For NH10, your first film as producer, you chose Navdeep Singh as your director, who was just one-film old. Now, for Phillauri, you are again working with a first-time director, Anshai Lal. You really vest a lot of faith in new talent, right?
I have worked in Band Baaja Baaraat with a new director, Maneesh Sharma, and that was a turning point in my career. In fact, at that point, when I was so new, I needed an established director even more, but I believed in him. I think at some point someone gave me a chance, so there is no reason why I shouldn’t do the same. I hadn’t seen Manorama Six Feet Under when I decided to work with Navdeep Singh. I judged him on the basis of how he had written the story and the way he narrated the film. Sometimes, your instinct tells you that something is right. Anshai Lal, on the other hand, has been my brother Karnesh’s (producer) friend for years and when he came up with the idea, we all liked it, but there was no story around it. I was intrigued by his take on something like a boy getting married to a tree because he is a manglik.

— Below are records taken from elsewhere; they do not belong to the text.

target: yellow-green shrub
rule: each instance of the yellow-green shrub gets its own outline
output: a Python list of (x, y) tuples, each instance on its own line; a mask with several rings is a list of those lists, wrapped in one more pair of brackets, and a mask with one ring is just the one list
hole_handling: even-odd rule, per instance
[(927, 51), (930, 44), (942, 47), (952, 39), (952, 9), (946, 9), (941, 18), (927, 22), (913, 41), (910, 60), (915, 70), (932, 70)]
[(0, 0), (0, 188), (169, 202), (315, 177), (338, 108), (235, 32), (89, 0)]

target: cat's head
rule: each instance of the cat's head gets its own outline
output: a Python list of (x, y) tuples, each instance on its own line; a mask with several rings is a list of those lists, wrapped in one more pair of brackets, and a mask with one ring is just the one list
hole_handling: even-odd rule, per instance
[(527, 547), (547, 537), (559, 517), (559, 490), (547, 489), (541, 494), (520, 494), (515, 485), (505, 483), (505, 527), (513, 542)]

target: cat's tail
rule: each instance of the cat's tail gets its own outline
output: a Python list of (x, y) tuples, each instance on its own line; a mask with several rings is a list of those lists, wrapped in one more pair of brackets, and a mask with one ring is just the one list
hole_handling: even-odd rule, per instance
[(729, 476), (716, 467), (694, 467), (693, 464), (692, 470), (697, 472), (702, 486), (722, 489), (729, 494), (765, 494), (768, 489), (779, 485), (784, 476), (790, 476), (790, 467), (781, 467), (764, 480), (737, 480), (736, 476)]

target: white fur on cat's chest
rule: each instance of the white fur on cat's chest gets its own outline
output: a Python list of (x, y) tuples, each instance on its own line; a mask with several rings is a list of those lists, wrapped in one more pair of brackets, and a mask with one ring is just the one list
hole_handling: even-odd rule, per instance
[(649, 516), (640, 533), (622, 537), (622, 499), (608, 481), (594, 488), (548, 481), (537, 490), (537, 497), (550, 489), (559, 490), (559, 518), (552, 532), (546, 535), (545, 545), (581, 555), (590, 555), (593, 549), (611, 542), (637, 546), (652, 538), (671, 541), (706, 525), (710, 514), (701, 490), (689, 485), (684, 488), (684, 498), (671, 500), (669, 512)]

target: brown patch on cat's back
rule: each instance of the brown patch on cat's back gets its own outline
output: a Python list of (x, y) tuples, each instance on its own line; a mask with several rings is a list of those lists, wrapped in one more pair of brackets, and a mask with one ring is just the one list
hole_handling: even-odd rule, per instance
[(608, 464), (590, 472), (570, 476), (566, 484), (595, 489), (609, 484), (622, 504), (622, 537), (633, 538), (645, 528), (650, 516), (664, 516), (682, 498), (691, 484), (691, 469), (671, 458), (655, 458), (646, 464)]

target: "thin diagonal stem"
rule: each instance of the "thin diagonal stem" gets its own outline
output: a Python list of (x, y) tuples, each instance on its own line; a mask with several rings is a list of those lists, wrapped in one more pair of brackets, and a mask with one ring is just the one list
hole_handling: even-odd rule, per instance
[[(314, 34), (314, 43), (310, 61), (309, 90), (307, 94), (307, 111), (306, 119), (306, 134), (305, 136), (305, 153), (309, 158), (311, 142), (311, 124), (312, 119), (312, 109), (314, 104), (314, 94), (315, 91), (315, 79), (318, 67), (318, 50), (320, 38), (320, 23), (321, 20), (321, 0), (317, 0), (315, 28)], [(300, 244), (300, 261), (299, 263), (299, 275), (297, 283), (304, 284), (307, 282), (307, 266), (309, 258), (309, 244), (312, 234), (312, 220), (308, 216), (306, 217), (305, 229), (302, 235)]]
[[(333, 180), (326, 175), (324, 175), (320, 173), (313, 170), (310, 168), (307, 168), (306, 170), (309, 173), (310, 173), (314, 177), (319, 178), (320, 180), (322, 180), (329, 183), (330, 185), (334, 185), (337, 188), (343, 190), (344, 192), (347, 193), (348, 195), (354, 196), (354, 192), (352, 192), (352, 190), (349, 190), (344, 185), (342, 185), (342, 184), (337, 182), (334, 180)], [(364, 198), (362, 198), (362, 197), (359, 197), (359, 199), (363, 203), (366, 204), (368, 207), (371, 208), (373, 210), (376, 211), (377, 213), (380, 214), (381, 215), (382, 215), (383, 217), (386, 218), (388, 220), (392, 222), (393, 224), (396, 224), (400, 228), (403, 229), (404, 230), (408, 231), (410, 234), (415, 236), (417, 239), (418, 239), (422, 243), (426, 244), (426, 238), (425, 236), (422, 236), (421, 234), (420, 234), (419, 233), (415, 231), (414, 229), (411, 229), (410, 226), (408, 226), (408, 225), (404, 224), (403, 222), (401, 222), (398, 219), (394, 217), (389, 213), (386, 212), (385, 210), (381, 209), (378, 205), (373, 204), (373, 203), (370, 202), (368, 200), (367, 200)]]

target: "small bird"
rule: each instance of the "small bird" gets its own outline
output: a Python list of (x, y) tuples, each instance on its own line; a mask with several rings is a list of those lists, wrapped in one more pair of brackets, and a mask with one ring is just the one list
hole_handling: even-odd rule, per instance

In Bollywood when a film does well, people rush to adapt, remake and repackage the same concept. Even actors follow suit, and it becomes a vicious cycle.
The industry likes to repeat things that have worked with the audiences. I am completely the opposite of that. I will not do something that I have done before. I have refused a lot of good scripts just on those grounds. The films were good and they did well too, but it didn’t work in my scheme of things. After NH10, I was offered a lot of roles to play a strong woman avenging her husband’s death, but I wasn’t keen on doing them. If something has worked and it’s repeated, how will it work again? If you observe, often when people come to you with scripts, they give you a reference of some other film. Like that, NH10 became a reference film.